Performance analysis of metasurface-based spatial multimode transmission for 6G wireless communications
Ju Yong Lee, Seung-Won Keum, Sang Min Oh, Dang-Oh Kim, Dong-Ho Cho
TL;DR
This work analyzes how metasurface-based spatial multimode transmission can harness near-field (Fresnel) space in 6G by establishing Fourier-transform-like relations between spatial signals on metasurfaces. It derives power conservation and modal limits under aligned and misaligned configurations, and proposes a low-complexity three-metasurface system to realize two consecutive Fourier transforms for signal recovery.
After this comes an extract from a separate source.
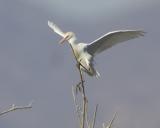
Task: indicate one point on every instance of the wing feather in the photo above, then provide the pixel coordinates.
(112, 38)
(56, 29)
The study provides explicit phase designs, power relations, and maximum spatial multimode expressions for both rectangular and Gaussian inputs, with numerical validation at 30 GHz. The results demonstrate the potential to encode multiple spatial streams with metasurface apertures while quantifying degradation due to misalignment and the benefits of RIS-assisted three-surface architectures for practical high-capacity links.
Abstract
In 6th generation wireless communication technology, it is important to utilize space resources efficiently. Recently, holographic multiple-input multiple-output (HMIMO) and meta-surface technology have attracted attention as technologies that maximize space utilization for 6G mobile communications. However, studies on HMIMO communications are still in an initial stage and its fundamental limits are yet to be unveiled. It is well known that the Fourier transform relationship can be obtained using a lens in the optical field, but research to apply it to the mobile communication field is in the early stages. In this paper, we show that the Fourier transform relationship between signals can be obtained when two metasurfaces are aligned or unaligned, and analyze the transmission and reception power, and the maximum number of spatial multimodes that can be transmitted. In addition, to reduce transmission complexity, we propose a spatial multimode transmission system using three metasurfaces and analyze signal characteristics on the meta-surfaces. In numerical results, we provide the performance of spatial multimode transmission in case of using rectangular and Gaussian signals.